The recent observation of gravitational waves and electromagnetic signals from a binary neutron star merger marks a breakthrough in the field of multi-messenger astronomy. To relate the observational data to the source properties, one requires accurate theoretical models of the last stages of the binary coalescence. Because of the complexity of the equations governing general relativity and relativistic fluids, this can only be done with advanced numerical relativity simulations. These 3+1-dimensional simulations deal with all nonlinearities of Einstein's Equations and can be used to describe accurately the last stages of the binary coalescence. They predict the emitted gravitational wave signal and are essential to understand the central engines and the origin of electromagnetic counterparts.

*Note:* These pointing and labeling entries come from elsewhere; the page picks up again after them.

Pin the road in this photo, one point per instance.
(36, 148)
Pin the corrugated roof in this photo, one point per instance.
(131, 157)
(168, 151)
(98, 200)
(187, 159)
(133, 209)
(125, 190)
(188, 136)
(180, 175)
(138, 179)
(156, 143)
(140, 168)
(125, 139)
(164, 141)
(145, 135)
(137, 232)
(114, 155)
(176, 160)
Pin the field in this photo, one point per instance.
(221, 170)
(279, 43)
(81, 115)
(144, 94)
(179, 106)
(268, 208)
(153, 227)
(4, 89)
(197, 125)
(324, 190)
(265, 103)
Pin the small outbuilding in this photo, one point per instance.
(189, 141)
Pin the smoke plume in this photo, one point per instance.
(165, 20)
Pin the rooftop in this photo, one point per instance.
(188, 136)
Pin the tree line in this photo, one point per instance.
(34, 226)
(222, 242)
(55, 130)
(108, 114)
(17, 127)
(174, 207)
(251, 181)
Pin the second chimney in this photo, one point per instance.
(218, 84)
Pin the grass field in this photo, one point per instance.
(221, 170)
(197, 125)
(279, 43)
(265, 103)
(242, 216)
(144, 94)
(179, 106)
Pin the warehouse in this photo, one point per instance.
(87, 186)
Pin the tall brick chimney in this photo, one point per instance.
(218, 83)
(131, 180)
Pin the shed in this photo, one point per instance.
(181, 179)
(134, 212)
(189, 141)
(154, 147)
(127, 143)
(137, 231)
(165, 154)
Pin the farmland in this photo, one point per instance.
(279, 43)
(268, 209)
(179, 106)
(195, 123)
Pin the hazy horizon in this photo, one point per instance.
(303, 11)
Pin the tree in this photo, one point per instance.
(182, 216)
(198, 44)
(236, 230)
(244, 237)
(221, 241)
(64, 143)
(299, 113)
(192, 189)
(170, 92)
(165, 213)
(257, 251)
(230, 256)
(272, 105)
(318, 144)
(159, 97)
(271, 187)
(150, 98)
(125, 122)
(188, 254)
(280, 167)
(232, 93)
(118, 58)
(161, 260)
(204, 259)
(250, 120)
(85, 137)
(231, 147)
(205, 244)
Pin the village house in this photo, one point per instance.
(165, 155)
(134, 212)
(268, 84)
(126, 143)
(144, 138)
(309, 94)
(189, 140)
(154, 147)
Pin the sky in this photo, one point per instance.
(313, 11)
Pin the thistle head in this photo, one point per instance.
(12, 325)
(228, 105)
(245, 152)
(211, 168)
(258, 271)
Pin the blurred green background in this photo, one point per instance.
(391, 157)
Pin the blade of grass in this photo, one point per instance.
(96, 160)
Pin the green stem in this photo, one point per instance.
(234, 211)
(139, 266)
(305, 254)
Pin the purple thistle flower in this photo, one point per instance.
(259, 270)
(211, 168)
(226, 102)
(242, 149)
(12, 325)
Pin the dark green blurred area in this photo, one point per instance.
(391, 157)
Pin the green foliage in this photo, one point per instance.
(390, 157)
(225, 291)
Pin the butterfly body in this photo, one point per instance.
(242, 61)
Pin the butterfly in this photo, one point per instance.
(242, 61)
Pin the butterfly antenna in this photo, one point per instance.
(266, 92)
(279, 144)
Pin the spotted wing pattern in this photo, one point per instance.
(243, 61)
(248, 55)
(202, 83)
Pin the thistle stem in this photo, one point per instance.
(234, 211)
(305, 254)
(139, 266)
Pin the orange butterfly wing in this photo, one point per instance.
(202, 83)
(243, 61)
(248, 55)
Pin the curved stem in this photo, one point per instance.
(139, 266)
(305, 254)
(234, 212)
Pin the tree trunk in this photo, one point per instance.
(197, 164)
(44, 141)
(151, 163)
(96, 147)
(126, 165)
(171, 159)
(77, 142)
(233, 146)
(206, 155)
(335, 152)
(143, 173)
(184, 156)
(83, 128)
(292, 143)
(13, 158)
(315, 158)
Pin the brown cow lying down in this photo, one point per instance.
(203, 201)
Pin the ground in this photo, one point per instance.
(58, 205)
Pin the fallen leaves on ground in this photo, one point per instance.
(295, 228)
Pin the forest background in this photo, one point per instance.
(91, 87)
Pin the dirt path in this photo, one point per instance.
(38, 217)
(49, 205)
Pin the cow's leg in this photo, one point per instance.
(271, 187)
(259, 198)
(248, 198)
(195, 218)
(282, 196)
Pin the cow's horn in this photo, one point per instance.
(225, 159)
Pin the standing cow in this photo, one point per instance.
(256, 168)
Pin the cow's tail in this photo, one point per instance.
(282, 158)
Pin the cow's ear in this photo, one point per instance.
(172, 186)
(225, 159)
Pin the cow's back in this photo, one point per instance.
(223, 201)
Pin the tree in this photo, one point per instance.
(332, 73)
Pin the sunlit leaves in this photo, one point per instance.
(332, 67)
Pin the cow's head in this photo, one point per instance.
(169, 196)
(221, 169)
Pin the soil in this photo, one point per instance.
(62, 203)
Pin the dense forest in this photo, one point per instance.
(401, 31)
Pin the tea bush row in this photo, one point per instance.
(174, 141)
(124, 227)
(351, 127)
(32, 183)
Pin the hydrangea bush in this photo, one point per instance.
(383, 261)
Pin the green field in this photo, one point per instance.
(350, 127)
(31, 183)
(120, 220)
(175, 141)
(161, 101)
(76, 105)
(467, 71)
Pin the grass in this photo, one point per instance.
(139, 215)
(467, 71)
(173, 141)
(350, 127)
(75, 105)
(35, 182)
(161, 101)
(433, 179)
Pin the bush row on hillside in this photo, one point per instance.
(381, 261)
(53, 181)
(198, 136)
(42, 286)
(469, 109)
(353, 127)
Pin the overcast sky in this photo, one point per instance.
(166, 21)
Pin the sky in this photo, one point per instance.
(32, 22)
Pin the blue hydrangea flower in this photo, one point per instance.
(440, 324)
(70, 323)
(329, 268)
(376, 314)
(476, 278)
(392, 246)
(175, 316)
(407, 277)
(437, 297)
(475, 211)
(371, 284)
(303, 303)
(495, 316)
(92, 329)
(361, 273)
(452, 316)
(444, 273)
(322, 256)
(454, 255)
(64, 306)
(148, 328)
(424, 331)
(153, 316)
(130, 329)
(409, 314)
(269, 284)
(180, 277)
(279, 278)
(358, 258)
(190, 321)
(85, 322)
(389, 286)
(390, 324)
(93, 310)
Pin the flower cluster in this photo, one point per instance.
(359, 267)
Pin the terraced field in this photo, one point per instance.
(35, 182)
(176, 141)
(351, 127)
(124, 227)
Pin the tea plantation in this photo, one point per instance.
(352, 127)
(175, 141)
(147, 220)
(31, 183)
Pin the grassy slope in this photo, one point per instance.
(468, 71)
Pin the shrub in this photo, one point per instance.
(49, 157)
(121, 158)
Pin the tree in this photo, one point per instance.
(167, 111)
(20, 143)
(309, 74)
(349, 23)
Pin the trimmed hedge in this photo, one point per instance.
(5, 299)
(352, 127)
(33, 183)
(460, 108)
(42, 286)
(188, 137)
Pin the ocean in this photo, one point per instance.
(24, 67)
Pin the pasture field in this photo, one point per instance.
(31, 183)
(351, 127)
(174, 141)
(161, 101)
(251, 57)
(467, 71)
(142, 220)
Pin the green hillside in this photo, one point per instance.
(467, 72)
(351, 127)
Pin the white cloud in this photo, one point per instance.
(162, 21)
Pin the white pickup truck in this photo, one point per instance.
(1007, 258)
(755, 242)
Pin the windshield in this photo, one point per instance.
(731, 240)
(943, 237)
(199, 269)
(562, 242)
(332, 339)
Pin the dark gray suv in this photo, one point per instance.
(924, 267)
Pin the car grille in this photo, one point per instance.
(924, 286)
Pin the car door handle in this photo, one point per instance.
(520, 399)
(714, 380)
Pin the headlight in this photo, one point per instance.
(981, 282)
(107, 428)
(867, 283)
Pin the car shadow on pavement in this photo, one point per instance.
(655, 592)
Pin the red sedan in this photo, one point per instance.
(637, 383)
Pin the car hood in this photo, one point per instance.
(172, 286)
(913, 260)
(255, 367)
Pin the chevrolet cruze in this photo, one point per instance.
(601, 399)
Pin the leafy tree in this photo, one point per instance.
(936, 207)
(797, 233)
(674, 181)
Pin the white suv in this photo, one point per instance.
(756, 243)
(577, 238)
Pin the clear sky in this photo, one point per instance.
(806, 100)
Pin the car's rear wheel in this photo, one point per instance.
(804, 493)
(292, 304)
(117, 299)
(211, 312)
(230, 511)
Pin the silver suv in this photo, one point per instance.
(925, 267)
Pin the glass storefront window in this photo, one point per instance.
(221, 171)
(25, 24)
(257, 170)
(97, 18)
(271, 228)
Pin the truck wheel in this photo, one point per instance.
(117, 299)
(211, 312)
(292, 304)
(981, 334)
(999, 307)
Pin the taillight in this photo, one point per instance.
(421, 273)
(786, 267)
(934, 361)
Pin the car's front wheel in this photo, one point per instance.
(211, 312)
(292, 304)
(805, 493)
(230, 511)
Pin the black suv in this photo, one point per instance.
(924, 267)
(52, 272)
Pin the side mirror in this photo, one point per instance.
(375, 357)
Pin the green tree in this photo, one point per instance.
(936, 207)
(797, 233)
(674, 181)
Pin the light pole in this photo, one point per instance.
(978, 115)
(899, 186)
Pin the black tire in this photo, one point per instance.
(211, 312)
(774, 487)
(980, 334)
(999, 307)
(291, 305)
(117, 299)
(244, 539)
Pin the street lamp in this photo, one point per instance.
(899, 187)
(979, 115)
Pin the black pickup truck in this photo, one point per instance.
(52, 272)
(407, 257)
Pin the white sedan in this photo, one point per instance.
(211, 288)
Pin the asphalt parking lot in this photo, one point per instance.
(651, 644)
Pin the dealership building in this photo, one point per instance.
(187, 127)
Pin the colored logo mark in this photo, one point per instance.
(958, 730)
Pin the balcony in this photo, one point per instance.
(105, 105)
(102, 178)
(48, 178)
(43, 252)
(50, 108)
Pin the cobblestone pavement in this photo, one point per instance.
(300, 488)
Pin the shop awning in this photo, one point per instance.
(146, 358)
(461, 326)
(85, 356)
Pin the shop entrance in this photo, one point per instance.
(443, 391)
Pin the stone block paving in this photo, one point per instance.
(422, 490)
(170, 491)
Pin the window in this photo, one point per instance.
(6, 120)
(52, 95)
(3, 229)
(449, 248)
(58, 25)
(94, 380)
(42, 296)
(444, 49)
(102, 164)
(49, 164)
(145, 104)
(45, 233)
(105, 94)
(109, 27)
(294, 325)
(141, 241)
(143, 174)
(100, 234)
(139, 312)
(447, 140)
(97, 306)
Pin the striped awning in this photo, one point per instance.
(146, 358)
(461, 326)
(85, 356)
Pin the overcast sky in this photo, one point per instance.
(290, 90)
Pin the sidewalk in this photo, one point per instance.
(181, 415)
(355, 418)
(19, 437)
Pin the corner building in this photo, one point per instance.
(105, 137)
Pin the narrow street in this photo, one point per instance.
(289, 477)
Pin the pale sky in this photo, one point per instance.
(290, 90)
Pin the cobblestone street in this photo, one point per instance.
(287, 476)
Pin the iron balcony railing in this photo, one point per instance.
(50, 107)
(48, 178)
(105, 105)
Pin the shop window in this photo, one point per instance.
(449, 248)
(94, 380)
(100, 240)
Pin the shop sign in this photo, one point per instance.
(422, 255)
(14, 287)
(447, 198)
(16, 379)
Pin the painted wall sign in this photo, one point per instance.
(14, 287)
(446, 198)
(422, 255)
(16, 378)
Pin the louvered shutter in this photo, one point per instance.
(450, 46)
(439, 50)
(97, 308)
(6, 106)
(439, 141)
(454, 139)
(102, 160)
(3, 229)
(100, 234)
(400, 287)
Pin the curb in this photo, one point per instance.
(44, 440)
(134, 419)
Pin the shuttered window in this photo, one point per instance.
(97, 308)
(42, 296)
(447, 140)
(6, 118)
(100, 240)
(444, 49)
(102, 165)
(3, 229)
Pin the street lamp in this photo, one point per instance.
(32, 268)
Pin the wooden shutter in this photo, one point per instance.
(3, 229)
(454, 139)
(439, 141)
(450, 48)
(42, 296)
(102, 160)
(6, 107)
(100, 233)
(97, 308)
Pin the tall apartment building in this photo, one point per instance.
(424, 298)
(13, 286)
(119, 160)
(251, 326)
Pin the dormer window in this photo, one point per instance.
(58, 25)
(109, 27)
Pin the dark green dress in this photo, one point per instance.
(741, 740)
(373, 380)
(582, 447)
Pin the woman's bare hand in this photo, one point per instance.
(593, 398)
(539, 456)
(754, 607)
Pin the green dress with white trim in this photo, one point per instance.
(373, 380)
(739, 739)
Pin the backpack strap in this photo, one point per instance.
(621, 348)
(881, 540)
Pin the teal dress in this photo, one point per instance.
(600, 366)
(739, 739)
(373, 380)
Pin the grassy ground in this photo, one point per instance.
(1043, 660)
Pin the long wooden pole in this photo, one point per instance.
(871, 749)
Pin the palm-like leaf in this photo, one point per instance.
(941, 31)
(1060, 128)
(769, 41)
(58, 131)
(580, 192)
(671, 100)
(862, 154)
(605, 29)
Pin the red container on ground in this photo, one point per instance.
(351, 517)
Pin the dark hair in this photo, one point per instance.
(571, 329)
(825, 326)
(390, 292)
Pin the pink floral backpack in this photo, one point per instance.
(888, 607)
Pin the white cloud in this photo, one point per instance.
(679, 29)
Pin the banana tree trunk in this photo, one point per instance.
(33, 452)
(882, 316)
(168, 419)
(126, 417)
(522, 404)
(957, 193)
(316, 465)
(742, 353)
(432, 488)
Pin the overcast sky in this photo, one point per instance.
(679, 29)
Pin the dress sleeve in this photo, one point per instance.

Unfortunately, because of the high computational costs of numerical relativity simulations, and due to the fact that the binary neutron star coalescence is detectable for several thousand gravitational wave cycles,  it is impossible to directly relate the measured data to simulations. In general, numerical relativity simulations cover only the last few orbits before the collision of the two stars. However, at these times gravitational forces are strongest and most of the interesting phenomena happen. This makes numerical relativity an essential tool to characterize the imprint of the intrinsic binary parameters (masses, spins, eccentricity, and equation of state) on the dynamics and to derive and validate gravitational wave approximants in the strong-field regime, as well as to forecast the final remnant's properties and the amount of material ejected during the merger process that triggers electromagnetic counterparts.